It's Time

It's time to pick myself up and get on with things.

I wish I could say that it was going to be easy. I can't seem to get anything done if Jerrod is at home.All I want to do is listen and watch him. Jer is having the same problem. I am so thankful that he has a job that allows him to work from home. He does a lot of that and also is able to take Jerrod with him.I still cant seem to leave the house, so I am glad that Jerrod is not house bound with me.

He is also going to be a lot of work.I love my husband so much for many reasons but one of the main ones is that he always has been so involved and hands on.We got a little sidetracked here but he is right by my side to help get us back on track.

I hate either one of them being gone but I have come to realize things have to get done. I cleaned house today. I tried yesterday but it just didnt happen. I tried to go out to Gracie house and work also but that didnt happen either.Tomorrow I will try again.My oldest finally went back to work.What a great kid she is. I cry she hugs. I get mad she says something funny.Anything I need she is there. Wow we did good with that one. The youngest she is my helper too.We try and keep her away from most of it but explain what she does hear. Hopefully this kid will learn from the mistakes she is seeing and never go down that road.

Its amazing that one action can completly change everything. I cant say thank you enough to all that helped us look and to the ones that brought him home. The warm thoughts and prayers.The community around us that distributed flyers and even paid for flyers we had ordered. If anyone ever comes to Kenai and you see a coffee shop by the name of Funky Monkey, you have to go there. I will give them all my business and wish I could do more.Those people are incredible. But they were only a part of the wonderful people who helped.

Even my cyber friends who have never even met me.Wow. You ALL are amazing and I drew from your warm wishes. THANK YOU.

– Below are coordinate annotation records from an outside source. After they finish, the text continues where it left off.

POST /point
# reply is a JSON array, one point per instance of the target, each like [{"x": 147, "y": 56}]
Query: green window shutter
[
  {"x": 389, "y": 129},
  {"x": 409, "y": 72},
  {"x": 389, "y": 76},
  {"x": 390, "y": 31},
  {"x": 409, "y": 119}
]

So now I am going to pick myself up. I made a hair appointment for Saturday so I know I HAVE to leave the house.No more panic attacks.Now I am going to get off of here and pick up some fabric. I may not do anything with it but I need to pick it up and hold it. Maybe I can even finish something, maybe.

Comments

Vicki W said…
I'm so glad he is home. It will take a while to sort things out. Take it one day at a time and don't forget to take care of yourself too.
Anonymous said…
You know.... time alone may be a really good gift to give yourself to sort through everything in your head and deal with it head on. One foot in front of the other. One breath at a time. That's all you have to do. One moment at a time.
I will get here. I am determined.I have him back and I am not going to go downwithout the biggest fight of my life.Thank you Ladies for your encouragement.
Freda said…
Please take care of yourself Becca. It will take time to heal this between you but time will help it.
Thank you Freda, I do actually see the light at the end of the tunnel. Its a long tunnel but he is worth it.